あの人は今・・・ トロントOB便り

○○の北側--カナダと東北地方
佐竹 陽一 日本通運株式会社 仙台航空支店
 

 

トロント日本商工会員および、とりりあむ読者の皆様ご無沙汰いたしております。日本通運の佐竹でございます。カナダトロント勤務時には公私にわたり大変お世話になりました。 改めて御礼申し上げます。

2012年から四年半のトロント勤務を終え5月の日本帰国から早くも半年が経ちました。 伊東専務理事から『あの人は今』への寄稿のご要請をいただき原稿を書き始めましたが、半年間で『あの人は誰?』になっているのかなと思いつつ筆を進めています。

さて、私の近況とここ東北での発見?を報告いたします。

現在、日本通運 仙台航空支店にて東北6県の航空貨物取扱支店の統括の仕事をしております。北は青森県から南は福島県までの輸出入貨物と国内航空貨物の取り扱いが守備範囲です。 

取り扱い品目は工業製品からさくらんぼやリンゴといった農産品まで様々ですが、面積の割には少ない人口、まばらな工業団地、貿易や消費の中心地の北に所在し東京や大阪の物流量とは比にならない現状があります。

気候や文化ですが、関西人の私からは新鮮なものが多々あります。まず、気候ですが、5月の帰国ということで日本の夏の酷暑を恐れていました。

幸いなことにここ仙台の今年の夏は30度にとどかない日々で非常に過ごしやすかったのですが、山形や福島は気温湿気ともに高く冬は日本海側を中心に豪雪・低温(未経験。これから)と、南の太平洋ベルト地帯にはない厳しさです。

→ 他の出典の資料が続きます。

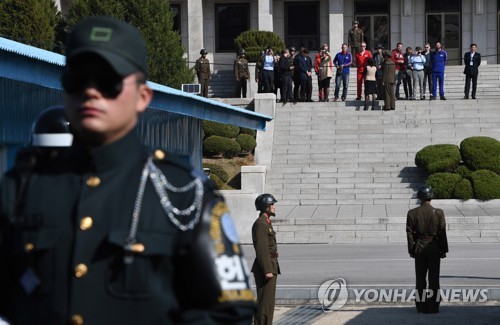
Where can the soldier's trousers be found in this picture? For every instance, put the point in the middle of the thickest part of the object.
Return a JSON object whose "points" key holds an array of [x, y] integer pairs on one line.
{"points": [[266, 292], [427, 264]]}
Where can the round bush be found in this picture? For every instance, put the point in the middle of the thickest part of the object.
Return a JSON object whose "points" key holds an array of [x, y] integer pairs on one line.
{"points": [[443, 184], [463, 171], [481, 153], [438, 158], [486, 185], [463, 190], [246, 142], [217, 170], [248, 131], [217, 145], [219, 184], [224, 130]]}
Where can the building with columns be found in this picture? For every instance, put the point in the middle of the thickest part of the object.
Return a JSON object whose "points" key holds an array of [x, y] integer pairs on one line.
{"points": [[213, 24]]}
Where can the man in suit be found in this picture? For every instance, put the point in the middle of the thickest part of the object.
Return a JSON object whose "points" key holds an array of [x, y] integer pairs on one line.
{"points": [[427, 244], [472, 61], [265, 267]]}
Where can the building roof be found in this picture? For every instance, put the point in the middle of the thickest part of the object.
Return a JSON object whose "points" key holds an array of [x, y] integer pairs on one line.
{"points": [[165, 98]]}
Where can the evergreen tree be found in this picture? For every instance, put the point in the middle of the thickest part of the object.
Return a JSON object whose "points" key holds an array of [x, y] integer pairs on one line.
{"points": [[31, 22], [154, 19]]}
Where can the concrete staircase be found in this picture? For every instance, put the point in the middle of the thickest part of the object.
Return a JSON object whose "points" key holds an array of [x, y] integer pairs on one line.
{"points": [[342, 174]]}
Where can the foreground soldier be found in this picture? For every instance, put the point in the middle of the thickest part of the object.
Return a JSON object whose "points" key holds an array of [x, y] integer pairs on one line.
{"points": [[265, 267], [111, 235], [427, 243]]}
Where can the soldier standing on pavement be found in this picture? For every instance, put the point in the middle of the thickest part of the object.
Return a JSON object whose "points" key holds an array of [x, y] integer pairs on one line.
{"points": [[242, 74], [355, 38], [202, 68], [265, 267], [112, 234], [427, 244]]}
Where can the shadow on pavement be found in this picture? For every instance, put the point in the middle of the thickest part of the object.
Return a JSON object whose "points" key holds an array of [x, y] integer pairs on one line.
{"points": [[408, 315]]}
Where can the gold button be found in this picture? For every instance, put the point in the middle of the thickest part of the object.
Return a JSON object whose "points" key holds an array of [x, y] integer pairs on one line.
{"points": [[159, 154], [77, 320], [81, 270], [29, 247], [86, 223], [93, 181]]}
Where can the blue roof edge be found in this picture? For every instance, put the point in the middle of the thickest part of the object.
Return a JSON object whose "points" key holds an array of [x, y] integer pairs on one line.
{"points": [[185, 103]]}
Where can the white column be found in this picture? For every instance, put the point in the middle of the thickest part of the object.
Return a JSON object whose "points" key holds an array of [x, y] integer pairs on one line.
{"points": [[265, 20], [195, 29], [335, 24]]}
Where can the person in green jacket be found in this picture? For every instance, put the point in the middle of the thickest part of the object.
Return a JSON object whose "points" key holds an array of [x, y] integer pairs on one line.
{"points": [[265, 267]]}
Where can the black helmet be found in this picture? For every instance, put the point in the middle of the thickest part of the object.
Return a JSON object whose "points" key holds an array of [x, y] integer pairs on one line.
{"points": [[51, 129], [425, 193], [263, 201]]}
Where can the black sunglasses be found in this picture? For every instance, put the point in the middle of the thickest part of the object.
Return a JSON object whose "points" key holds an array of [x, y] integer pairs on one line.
{"points": [[109, 86]]}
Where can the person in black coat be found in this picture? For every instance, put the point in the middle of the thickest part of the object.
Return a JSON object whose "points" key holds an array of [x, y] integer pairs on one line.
{"points": [[472, 61]]}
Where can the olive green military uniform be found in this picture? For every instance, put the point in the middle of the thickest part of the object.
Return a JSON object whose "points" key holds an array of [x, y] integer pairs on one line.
{"points": [[242, 74], [66, 257], [202, 68], [356, 37], [266, 261], [427, 243]]}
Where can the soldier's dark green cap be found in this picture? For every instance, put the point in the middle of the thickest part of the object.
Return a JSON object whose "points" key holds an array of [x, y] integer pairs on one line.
{"points": [[119, 43]]}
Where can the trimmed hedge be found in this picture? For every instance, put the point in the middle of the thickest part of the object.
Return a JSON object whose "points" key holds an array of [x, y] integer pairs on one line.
{"points": [[450, 186], [438, 158], [254, 41], [219, 184], [224, 130], [217, 145], [217, 170], [246, 142], [481, 153], [486, 184]]}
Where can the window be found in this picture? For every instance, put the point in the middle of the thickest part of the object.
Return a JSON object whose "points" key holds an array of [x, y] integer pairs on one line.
{"points": [[230, 21], [176, 9], [302, 24]]}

文化については、伝統と新しいものが融合した素晴らしいものがありますが、殊イベントにおいては大きく盛り上がります。特に夏の祭り。8月の初旬にある祭りは短い夏を思う存分楽しみ弾けるものです。

今年は、仙台七夕・盛岡さんさ踊り・秋田竿灯・青森ねぶたに行きました。ねぶたでは弊社が71年間参加していることもあり、跳人(はねと)の衣装で参加“ラッセラー”の掛け声とともに大いに跳ねました。

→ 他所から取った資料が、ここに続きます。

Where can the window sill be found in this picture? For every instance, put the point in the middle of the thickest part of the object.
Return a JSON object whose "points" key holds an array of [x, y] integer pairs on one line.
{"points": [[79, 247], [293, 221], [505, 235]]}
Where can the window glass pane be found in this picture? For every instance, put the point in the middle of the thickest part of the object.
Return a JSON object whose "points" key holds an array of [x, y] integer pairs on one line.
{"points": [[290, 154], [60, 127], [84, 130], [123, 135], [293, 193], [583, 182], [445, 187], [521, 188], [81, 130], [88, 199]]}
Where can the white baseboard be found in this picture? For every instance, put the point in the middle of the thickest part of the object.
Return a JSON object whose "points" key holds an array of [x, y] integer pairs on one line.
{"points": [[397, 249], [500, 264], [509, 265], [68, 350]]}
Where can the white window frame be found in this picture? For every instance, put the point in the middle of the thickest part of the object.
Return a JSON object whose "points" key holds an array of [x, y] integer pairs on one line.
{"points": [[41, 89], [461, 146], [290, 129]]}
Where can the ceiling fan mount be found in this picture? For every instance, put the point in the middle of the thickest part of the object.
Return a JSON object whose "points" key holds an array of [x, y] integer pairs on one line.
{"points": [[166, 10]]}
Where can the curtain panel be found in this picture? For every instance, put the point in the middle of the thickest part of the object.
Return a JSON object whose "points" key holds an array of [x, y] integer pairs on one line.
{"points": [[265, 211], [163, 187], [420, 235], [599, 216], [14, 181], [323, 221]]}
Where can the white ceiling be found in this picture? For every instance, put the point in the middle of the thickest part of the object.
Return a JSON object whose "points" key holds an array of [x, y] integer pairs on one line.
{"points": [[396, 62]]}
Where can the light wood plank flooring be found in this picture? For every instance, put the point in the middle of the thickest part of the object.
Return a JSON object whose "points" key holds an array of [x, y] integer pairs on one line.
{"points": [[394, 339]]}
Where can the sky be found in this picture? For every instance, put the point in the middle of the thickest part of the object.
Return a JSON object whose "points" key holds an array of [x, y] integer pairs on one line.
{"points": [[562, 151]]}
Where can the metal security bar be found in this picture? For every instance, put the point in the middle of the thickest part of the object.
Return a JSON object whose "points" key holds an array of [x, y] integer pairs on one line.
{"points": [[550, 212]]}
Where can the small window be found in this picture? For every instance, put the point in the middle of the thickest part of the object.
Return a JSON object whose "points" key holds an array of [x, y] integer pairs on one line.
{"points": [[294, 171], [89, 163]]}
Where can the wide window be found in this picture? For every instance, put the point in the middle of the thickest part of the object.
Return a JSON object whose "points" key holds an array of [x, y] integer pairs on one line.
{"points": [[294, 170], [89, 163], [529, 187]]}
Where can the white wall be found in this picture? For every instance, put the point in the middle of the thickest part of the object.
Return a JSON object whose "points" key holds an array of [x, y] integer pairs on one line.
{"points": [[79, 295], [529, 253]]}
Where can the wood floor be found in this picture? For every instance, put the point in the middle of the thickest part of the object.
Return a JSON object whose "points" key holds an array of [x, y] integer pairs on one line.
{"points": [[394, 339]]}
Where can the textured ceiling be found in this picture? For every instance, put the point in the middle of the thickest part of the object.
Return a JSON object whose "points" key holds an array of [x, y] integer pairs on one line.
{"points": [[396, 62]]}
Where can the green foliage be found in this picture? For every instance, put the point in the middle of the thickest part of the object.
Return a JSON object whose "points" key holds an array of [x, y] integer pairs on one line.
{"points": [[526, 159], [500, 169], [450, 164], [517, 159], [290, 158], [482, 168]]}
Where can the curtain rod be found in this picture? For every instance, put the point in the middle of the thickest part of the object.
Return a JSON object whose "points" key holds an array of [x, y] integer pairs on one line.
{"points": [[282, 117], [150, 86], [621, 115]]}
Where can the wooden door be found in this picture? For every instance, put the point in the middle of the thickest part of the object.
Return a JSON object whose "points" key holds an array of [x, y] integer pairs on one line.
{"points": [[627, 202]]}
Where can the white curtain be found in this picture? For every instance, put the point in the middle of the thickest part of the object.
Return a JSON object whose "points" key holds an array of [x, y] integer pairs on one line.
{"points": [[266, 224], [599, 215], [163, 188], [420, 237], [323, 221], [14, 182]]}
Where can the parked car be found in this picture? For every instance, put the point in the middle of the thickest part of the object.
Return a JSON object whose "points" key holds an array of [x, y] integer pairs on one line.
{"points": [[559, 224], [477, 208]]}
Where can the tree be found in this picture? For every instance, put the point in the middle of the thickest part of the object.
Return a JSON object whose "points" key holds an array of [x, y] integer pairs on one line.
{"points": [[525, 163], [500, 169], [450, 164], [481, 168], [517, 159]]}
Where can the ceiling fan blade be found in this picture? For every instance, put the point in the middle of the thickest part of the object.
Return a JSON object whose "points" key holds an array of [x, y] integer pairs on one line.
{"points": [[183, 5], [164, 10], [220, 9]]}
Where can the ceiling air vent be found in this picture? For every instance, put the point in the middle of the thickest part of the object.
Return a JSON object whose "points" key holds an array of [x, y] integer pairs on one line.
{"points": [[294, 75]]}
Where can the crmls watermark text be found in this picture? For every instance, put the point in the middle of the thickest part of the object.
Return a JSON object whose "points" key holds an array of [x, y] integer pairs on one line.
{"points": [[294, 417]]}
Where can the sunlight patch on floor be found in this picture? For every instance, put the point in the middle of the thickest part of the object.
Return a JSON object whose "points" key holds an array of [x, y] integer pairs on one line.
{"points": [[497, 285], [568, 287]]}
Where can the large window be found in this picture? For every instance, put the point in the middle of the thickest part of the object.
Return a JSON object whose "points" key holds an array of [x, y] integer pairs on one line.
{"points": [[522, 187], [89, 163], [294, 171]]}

食べ物、おいしい!米は安い食堂でもうまい。刺身や寿司は新鮮。山形や福島の果物は絶品。 日本酒は地酒も多く、呑み助には最高。(小さな居酒屋でも日本酒用の専用冷蔵庫がほぼあります。ビックリ!個人的には山形十四代と仙臺荒町森民が好き。)

あと、本州の東端ということで、大阪より日出日の入が30分早い。北の方なので夏の昼間が長い。東北地方の地図は縦長(関西・アメリカ・カナダの地図は横長)。

USの北のカナダ。関東の北の東北地方。人の性格も含めなんとなく似ています。
              
最後に、東日本大震災で多くの犠牲が出ました東北太平洋沿岸部ですが、震災から7年目になっていますが、大きな漁村だったところが未だ更地、海岸沿いでは大きな防波堤用に土盛を造る重機が休みなく動き、常磐線は未だ全通せず。これらを目の当たりにし、地震津波の大きさ怖さ、防災の重要性を直に感じています。

カナダトロントも、これから厳しく長い冬に突入ですね。商工会会員の皆様が健康で幸せなクリスマス・新年をお迎えになられることを祈念いたします。